今回はコミックス『恋質屋/光橋あづみ(原作)、芝田わん(作画)』のフォントをご紹介。本記事はデザイン構成において重要な「フォント」の選定プロセスや加工方法を、貴重なプロの実例から紐解いてデザイン制作に役立てる連載です。
作品世界に合わせクラシカルでミステリアスな印象の文字に
とある高校を舞台に、モノではなく“感情”を質草に金を貸す不思議な質屋と、その質屋を利用する生徒たちのさまざまな物語を描いた漫画『恋質屋/光橋あづみ(原作)、芝田わん(作画)』。“お金を貸す”という生々しいやりとりを扱いながらも、重苦しくない軽やかな読み口でエンターテインメント性のある作品に仕上げられている。

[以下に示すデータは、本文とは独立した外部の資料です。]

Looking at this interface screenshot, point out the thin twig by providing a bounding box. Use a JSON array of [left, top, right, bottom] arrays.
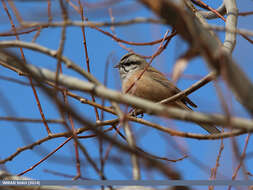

表紙カバーでは、その作品のミステリアスな世界観やレトロモダンな雰囲気が、硬質さと軽やかさが同居した美しいメインイラストや、個性的かつエレガントなタイトルロゴ、セピアを基調とした配色などで表現されている。
Font.01「オリジナル」
ゆったりとした印象とシャープさを兼ね備えた文字に
タイトルロゴは、作品の世界観に合わせてシンプルで明るい印象の「漢字タイポス48」(タイプバンク)に長体をかけたものをベースに新しく作り起こされた。下図はその制作工程。タイトルのレトロモダンな語感を表現するためところどころに大きなカーブを作ってゆったりとした印象を持たせたり、ライトサスペンス風な作品内容を想起させるためシアーやエッジの鋭角的な処理、ランダムな斜線のヌキなどでシャープなイメージを持たせるなどの工夫が施されている。
Font.02「Edwardian Script ITC」
タイトルロゴに合わせて優雅な雰囲気の欧文書体に
透け感のある英字表記「Koi Shichi Ya」部分の文字は、流麗なスクリプト体「Edwardian Script ITC」(ITC)に。タイトルの持つクラシカルなイメージを強調するため、優雅な雰囲気を持つ書体が選択された。
Font.03「筑紫Cオールド明朝 E」
クセのある書体で生々しい感情を表現
タイトルの読みがな部分は、流れるような運筆が印象的な「筑紫Cオールド明朝」(フォントワークス)に。「恋質屋」という言葉が持つ和の雰囲気や、作中の生々しい感情をイメージさせるため、個性的で味わいのあるオールドスタイルの明朝体がチョイスされた。白抜き文字にしたときの可読性を意識してウェイトは「E」が選択されている。
Font.04「筑紫Aオールド明朝 M」
レトロモダンでシャープなタイトルロゴと調和する書体に
英文のキャッチコピー部分は、表情豊かで美しいオールドスタイルの明朝体「筑紫Aオールド明朝 M」(フォントワークス)の従属欧文に。その「Garamond」系のデザインが、レトロモダンな雰囲気とシャープさを併せ持つタイトルロゴとバランスよく調和するため選択された。